Хватун стиснул челюсти, скрипнул зубами. Задышал тяжело, будто больной.
– Еще не поздно, – наконец выдавил он из себя, – можешь исправить ошибку.
Поднимать руку на жену он боялся – она была сильнее его и однажды так отделала родного муженька, что он несколько дней не вставал с постели.
– Ежели понадобится – исправлю, задумываться особо не буду, – сказала она, разворачиваясь в тесной кухне, как громоздкое судно в узком порту, и чуть не снесла половину обеденного стола. – А сейчас надо обмозговать, что делать дальше.
– Нужно настрочить цидулю на этого длинноногого кролика, который заставлял тебя показывать голую задницу докторам.
– Ничего плохого я в этом не вижу.
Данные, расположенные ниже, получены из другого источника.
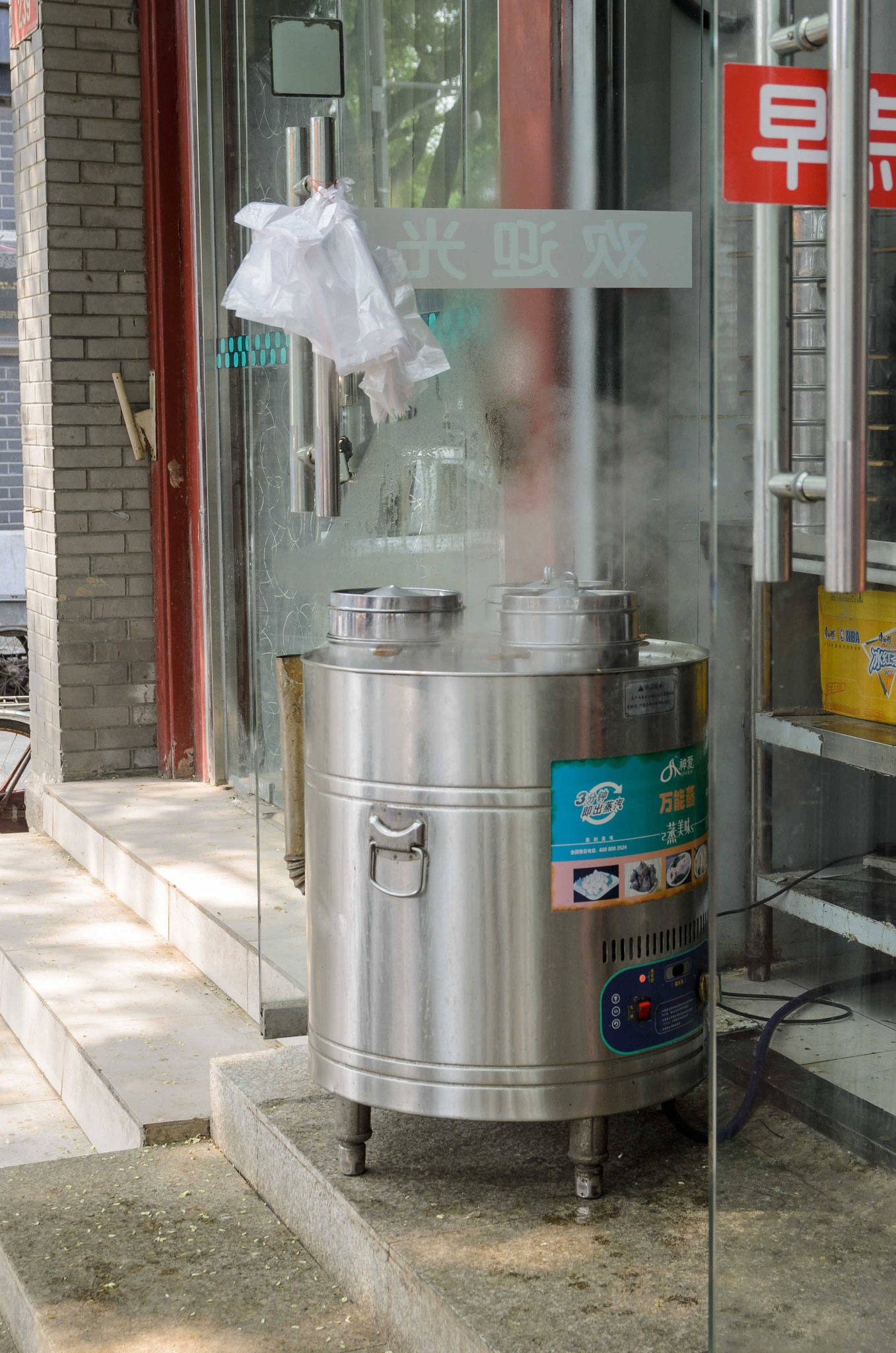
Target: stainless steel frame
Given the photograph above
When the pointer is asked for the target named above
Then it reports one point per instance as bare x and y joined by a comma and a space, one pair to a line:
302, 482
322, 137
848, 298
441, 981
772, 357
От того, что осмотрели лишний раз, – не убудет ни у них, ни у меня.
– Ничего плохого не видишь, значит? – Хватун насупился, сжал пальцы в кулак. – А я вижу…
Хватуниха угрожающее движение засекла, отодвинулась немного от мужа и также сжала руку в кулак, бухнула им увесисто по столу, будто кирпич опустила.
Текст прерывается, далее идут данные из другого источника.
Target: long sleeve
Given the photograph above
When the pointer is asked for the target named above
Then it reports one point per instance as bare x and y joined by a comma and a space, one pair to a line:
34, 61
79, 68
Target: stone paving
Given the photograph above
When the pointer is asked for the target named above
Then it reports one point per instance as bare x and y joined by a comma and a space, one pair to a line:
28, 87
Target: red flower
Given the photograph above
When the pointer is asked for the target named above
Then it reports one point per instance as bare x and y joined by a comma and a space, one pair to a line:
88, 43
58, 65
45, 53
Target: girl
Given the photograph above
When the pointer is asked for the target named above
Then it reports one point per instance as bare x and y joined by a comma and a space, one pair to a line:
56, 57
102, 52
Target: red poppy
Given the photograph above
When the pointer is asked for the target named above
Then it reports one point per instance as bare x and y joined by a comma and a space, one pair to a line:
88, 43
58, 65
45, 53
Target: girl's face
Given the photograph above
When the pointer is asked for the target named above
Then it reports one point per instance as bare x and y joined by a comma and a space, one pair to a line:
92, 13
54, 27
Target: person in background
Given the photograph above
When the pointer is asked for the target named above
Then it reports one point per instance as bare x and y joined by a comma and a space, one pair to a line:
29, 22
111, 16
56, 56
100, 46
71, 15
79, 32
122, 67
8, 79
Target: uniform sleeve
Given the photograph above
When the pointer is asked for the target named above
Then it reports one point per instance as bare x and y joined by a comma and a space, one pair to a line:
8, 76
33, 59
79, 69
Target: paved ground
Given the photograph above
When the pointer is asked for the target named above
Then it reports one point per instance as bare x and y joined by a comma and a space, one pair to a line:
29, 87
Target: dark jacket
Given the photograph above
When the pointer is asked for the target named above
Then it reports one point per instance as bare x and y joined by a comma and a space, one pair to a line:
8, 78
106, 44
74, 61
– Садись-ка лучше за бумагу, – Хватуниха вновь приложила кулак к столу, – да сочини такое… такое, чтоб у кролика этого сопли из ноздрей полезли, – лицо ее исказилось, поползло в сторону. – А доктора… доктора – это ничего. Хорошие люди.
Порывшись в обшарпанной исцарапанной конторке, Хватун нашел тощую тетрадку, скрепленную двумя проволочными скобками, – новую, старая тетрадка кончилась, – выдрал из нее спаренный лист, достал чернильницу-непроливайку и деревянную ручку с воткнутым в торец пером-«лягушкой», царапнул острием ноготь, вытащил из пера волосок и начал писать.
– Молодец! – похвалила его Хватуниха. – Слов не жалей. Чем хуже напишешь об этом командированном, тем будет лучше.
День выдался плохой – серый, тяжелый, с мокрыми облаками, цепляющимися за макушки деревьев – того гляди, прохудится какая-нибудь темная медлительная скирда, похожая на неряшливую кучу навоза, и польется из нее вода… Либо посыплется пепельно-темный рваный снег – это еще хуже.
Татарников пришел в вольер, где Кацуба чистил, холил своего пса.
– Темный он у тебя, Тимофей, как ночь, – сказал Татарников следопыту.
– Это и хорошо. Вечером, а тем более в ночи Цезаря даже тигр не рассмотрит.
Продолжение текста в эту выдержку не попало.